小渕首相脳梗塞


小渕首相が脳梗塞に倒れるとは思いも寄らなかった。1年と8ヶ月だったと言うが、最近では安定政権の方であったと思う。小渕首相の今後の回復を切に希望する。介護保険が始まった日に、そのお世話にならねばならぬ脳梗塞という厄介な疾病に侵されるとは、まことに因果な話である。介護保険とはともかくも福祉政策の前進であった。その政策実施上の最高責務者がこの病に冒され、改めて介護について考えさせられた。次期内閣は選挙管理内閣であろう。台湾総統選挙という刺激的な話題があったばかりであるので、わが国の選挙制度改革についても思いを新たにした。
私は今年早々に現役引退を宣言した。医学的には、高血圧ではないが高脂血症が長く、おまけに眼底出血というシグナルを貰ったからである。
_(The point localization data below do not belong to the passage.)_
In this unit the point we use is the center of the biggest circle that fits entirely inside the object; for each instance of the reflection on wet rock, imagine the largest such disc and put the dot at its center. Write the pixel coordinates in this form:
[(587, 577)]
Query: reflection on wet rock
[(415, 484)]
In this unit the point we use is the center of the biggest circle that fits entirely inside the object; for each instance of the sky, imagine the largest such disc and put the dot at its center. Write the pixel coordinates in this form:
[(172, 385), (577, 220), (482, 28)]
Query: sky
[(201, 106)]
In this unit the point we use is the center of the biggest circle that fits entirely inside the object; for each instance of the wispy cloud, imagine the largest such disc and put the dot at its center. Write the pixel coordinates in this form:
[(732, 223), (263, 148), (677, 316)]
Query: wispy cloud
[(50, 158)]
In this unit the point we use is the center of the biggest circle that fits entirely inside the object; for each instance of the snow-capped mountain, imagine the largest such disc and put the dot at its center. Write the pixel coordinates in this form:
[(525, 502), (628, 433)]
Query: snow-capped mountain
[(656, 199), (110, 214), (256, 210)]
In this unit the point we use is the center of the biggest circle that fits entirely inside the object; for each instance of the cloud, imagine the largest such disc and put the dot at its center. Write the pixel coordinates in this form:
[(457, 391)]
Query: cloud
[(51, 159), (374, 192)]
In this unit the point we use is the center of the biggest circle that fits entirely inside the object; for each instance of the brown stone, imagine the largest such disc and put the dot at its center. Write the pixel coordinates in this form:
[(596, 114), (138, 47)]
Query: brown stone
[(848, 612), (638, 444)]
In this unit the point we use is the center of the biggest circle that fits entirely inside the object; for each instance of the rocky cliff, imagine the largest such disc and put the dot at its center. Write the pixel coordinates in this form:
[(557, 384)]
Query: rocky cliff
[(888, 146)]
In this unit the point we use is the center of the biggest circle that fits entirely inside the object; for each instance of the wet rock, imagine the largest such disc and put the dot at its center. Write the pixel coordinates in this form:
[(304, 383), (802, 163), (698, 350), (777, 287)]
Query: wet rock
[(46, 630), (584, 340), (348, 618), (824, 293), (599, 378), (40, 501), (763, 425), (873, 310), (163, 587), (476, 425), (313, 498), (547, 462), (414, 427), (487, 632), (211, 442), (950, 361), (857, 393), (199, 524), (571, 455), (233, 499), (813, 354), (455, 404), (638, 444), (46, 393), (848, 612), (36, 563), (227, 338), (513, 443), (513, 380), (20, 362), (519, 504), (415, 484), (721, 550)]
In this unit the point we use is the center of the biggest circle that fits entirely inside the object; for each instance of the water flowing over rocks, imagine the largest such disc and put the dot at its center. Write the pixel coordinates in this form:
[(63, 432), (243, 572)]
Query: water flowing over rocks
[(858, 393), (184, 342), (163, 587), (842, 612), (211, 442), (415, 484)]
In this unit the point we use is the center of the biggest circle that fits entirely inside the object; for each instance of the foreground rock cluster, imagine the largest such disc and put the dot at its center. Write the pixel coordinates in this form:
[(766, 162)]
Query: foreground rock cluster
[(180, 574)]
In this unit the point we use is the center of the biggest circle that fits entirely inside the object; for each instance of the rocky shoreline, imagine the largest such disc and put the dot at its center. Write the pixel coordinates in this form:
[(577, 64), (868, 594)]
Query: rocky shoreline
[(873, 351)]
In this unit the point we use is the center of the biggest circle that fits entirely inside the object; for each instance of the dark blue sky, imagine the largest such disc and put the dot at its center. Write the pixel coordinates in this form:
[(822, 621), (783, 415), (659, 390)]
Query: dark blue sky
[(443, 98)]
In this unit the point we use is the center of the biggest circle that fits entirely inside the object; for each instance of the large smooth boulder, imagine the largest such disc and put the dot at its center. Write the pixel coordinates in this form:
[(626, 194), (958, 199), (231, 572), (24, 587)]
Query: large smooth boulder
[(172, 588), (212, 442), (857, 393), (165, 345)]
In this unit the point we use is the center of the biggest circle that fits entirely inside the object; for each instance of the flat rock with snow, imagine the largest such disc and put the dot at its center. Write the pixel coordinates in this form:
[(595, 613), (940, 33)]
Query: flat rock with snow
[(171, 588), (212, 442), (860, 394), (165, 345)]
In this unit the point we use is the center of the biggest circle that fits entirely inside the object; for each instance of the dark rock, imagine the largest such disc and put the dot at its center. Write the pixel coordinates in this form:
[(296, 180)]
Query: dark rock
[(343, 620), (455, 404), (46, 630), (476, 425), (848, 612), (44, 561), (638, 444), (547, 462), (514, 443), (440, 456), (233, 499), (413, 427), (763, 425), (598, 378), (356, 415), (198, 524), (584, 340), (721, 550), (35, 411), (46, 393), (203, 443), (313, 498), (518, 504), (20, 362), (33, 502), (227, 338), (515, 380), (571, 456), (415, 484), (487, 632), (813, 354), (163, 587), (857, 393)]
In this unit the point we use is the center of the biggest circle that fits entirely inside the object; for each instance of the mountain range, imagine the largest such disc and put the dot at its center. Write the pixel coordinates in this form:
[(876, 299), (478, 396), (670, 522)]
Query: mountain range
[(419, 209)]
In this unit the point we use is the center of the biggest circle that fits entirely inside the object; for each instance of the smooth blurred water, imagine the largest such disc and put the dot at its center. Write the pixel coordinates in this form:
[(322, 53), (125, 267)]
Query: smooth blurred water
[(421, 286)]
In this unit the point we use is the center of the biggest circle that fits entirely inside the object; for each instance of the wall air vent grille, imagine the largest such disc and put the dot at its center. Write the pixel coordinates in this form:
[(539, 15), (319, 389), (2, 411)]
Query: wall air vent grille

それまでも少々論文を読み書く程度で、別段、脳を酷使していたわけではない。首相は私より若い62歳という。家族を初めとする周辺は万全の体勢だったろうと思うが、結局は本人の自覚である。首相という想像を絶する激務は、自覚を優先させることも出来なかったのかも知れない。脳梗塞、脳卒中その他不意の不随疾病は、老齢と共に加速度的に確率が高くなる。民主主義体制の諸国家の首脳は概して若く、わが国のように60を越えるのが通例という国は殆ど無いのではないか。今は平和時で良かったが、国際間の緊張が高いときに首相不在の時間が続くようでは、不安である。早く40台50台の首相を選出できるシステムを作らねばならぬ。
今は首相間接選出制である。我々が選べるのは国会議員までで、その最大与党の選ぶ総裁が首相である。ところが現実には国会議員は、地域社会の、または推薦団体の利権代表としての性格が強い。国家100年の計に資する冷徹な論理思考と決断力などが、彼らの総裁選定の第1の基準となっているとは到底思われぬ。「身内の論理で後継選び」(毎日、4/6)では堪らぬ。これでは端的に言えば、首相が「滅私奉公」する相手は議員で、国民ではなくなる。そもそも三権分立を唱えながら、立法府の議員から行政府の長を選ぶ方式がおかしい。よろしく首相直接選挙制を実施すべきである。国会議員選挙ですら国民の投票率は低い。政治に対して関心が低いわけではない。韓国のように、選びたくない政治家リストを実名で発表するような運動組織がない限り、汚職議員、破廉恥議員など見抜けないのである。そして自らの投票結果に無力感と失望を味わう。たった一人の首相の選挙であれば、候補の透明性は遙かに確かになり、国民も力が入るであろう。85%であったか、台湾が総統選挙で、今の日本では到底期待できぬ投票率を実現したことを羨ましく思う。
脳梗塞の小渕さんが今後長年にわたり要介護である事は間違いなかろう。ぜひ介護保険の世話になって貰いたい。小渕さん在任中の福祉の目玉だったのだから。保険料を支払う段になってちょっと不公平だなと思った。1つは、40歳以上だから健康保険ほどではないにせよ、中年層も老人層を支える構造になっていることである。昔は誰もが結婚し子孫を残すという前提があった。だが今は子供を作る層と作らぬ層に分かれている。子供を作った層はその養育に人生のかなりを掛けている。その子供達に、作らなかった層の負担をさせていいのか。作らなかった人は、多分儲けの大半を自分自身のためだけに使っているのである。これは不公平というものである。2つは、介護保険の対象でない病では掛け損という問題である。だんだん医学が進歩して、ある種の痴呆、ある種のガンなどが遺伝性であることが判りだした。昔から云う家系もそんなに非科学的な話ではない事が判りだした。ガンの家系ならガンを優先対象にしたいと思うだろう。痴呆はこの強制の保険で面倒を見て貰える。だがガン入院費用は別の保険でと言うのはちょっとおかしい。
社会や子孫、ましてや他人の子孫におんぶせずに、自分の経費は自分でと言う方向が一番合理的でスッキリしている。それに乗り切れない人の救済は、明確に社会の慈善として行えばよい。我々は慈善に慣れるべきである。慈善と権利を混同している「弱者」をしばしば見受けるが、キリッとした美しい社会とはそんなものではない。例えば健康保険は一本化し、あらゆる病気に積み立て掛け金の倍の予算枠までの支払いとする。あとのリスクは介護も含め自業自得と割り切る。積み立て掛け金の額は自分で選択できるようにする。こうでもしないと、公的保険の会計はパンクするのが目に見えている。